Eli Lilly Aktie: Strahlender Optimismus
Eli Lilly plant den größten Einzelstandort in der Geschichte Pennsylvanias. Mit 3,5 Milliarden Dollar entsteht im Lehigh Valley eine Produktionsstätte für die nächste Generation von Abnehmmedikamenten. Das Investment ist Teil einer beispiellosen US-Expansion des wertvollsten Pharmakonzerns der Welt.
Retatrutide im Fokus
Die neue Anlage in Fogelsville soll ab 2031 injizierbare Medikamente und Geräte produzieren – darunter Retatrutide, ein experimenteller Dreifach-Hormonrezeptor-Agonist. Der Wirkstoff zeigt in klinischen Studien bislang die stärkste Gewichtsreduktion aller getesteten Therapien.
In einer Phase-3-Studie verloren Teilnehmer mit Adipositas und Kniearthrose, die Retatrutide 12 mg einnahmen, nach 68 Wochen durchschnittlich 28,7 Prozent ihres Körpergewichts. Die Ergebnisse wurden im Dezember 2025 veröffentlicht.
Die Zahlen unterstreichen Eli Lillys Position im hart umkämpften GLP-1-Markt, in dem der Konzern direkt mit dem dänischen Rivalen Novo Nordisk konkurriert.
850 neue Arbeitsplätze
Das Werk schafft 850 dauerhafte Stellen – Ingenieure, Wissenschaftler, Techniker. Während der Bauphase entstehen zusätzlich 2.000 Arbeitsplätze. Pennsylvania steuert 100 Millionen Dollar bei.
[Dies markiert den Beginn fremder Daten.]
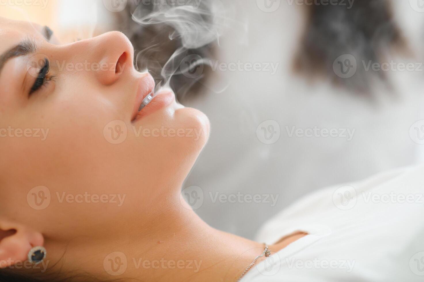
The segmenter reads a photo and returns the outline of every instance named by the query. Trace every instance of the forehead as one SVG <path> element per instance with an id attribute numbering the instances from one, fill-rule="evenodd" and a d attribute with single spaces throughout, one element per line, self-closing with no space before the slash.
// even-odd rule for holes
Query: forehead
<path id="1" fill-rule="evenodd" d="M 42 29 L 41 25 L 32 22 L 0 17 L 0 54 L 28 37 L 41 35 Z"/>

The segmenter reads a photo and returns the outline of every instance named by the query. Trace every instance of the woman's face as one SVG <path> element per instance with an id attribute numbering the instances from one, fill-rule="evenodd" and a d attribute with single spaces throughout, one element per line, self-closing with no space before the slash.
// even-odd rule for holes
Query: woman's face
<path id="1" fill-rule="evenodd" d="M 97 235 L 174 204 L 207 118 L 167 90 L 138 112 L 154 82 L 122 33 L 65 45 L 50 34 L 0 18 L 0 219 Z"/>

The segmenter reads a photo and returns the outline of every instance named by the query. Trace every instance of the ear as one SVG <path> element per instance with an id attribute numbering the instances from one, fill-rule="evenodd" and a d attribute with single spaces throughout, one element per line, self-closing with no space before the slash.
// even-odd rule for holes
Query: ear
<path id="1" fill-rule="evenodd" d="M 27 260 L 31 249 L 44 243 L 41 233 L 19 224 L 0 221 L 0 268 Z"/>

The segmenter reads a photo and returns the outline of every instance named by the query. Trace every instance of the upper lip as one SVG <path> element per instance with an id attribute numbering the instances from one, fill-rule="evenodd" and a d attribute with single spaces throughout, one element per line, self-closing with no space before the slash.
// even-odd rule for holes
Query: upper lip
<path id="1" fill-rule="evenodd" d="M 131 120 L 137 117 L 138 109 L 143 100 L 153 91 L 155 87 L 155 81 L 150 73 L 146 73 L 137 80 L 137 90 L 134 102 L 134 108 Z"/>

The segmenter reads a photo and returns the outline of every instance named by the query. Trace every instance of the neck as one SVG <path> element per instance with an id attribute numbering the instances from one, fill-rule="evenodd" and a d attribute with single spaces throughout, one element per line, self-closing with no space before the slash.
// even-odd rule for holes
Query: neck
<path id="1" fill-rule="evenodd" d="M 66 245 L 46 240 L 47 250 L 63 250 L 50 252 L 49 266 L 57 262 L 65 275 L 92 274 L 100 281 L 237 281 L 262 254 L 263 244 L 212 228 L 181 204 L 180 196 L 170 201 L 173 204 L 162 205 L 148 222 L 128 224 L 113 236 L 105 232 L 98 237 L 73 239 Z"/>

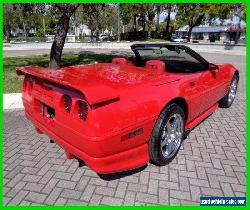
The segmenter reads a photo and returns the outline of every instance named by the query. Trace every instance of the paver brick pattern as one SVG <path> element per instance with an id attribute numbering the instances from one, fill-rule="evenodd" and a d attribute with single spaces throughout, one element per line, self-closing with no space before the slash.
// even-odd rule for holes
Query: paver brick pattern
<path id="1" fill-rule="evenodd" d="M 199 205 L 200 196 L 245 196 L 245 60 L 223 58 L 240 70 L 234 105 L 199 124 L 163 167 L 99 176 L 36 134 L 23 110 L 5 111 L 4 205 Z"/>

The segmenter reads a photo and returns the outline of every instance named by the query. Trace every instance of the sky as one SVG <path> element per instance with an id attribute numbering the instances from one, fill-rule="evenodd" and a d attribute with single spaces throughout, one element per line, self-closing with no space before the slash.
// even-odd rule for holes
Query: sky
<path id="1" fill-rule="evenodd" d="M 172 20 L 175 19 L 175 15 L 176 15 L 176 13 L 174 13 L 174 12 L 172 12 L 170 14 L 170 17 L 171 17 Z M 162 13 L 160 15 L 160 22 L 164 22 L 165 18 L 166 18 L 166 14 Z M 238 22 L 239 22 L 239 18 L 236 17 L 236 16 L 233 17 L 232 20 L 231 19 L 225 20 L 225 24 L 233 23 L 234 25 L 236 25 L 236 24 L 238 24 Z M 218 23 L 219 23 L 219 21 L 218 21 Z M 244 21 L 241 21 L 241 26 L 246 26 L 246 23 Z"/>

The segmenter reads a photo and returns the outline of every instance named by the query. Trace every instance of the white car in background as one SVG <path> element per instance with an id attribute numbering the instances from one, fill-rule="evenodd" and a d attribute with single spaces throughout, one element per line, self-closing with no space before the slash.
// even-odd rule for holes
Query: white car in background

Gouverneur Josh Shapiro gab die Zusage bekannt, nachdem sich der Standort gegen über 300 Bewerbungen durchgesetzt hatte.
Ausschlaggebend waren die Nähe zu technischen Universitäten, die lokale Fertigungsindustrie und die vorhandene Infrastruktur.
Teil einer 50-Milliarden-Strategie
Seit 2020 hat Eli Lilly zehn US-Produktionsstandorte angekündigt. Die Gesamtinvestitionen überschreiten mittlerweile 50 Milliarden Dollar. Zuletzt folgte im Dezember 2025 eine 6-Milliarden-Anlage in Huntsville, Alabama, für die Produktion pharmazeutischer Wirkstoffe.
Parallel treibt der Konzern die Zulassung seiner oralen Abnehmpille Orforglipron voran. Die FDA verschob die Entscheidung jüngst auf den 10. April 2026.
Am 4. Februar legt Eli Lilly die Zahlen für das vierte Quartal 2025 vor. Anleger dürften genau hinsehen – die aggressive Expansion muss sich in den kommenden Jahren erst amortisieren.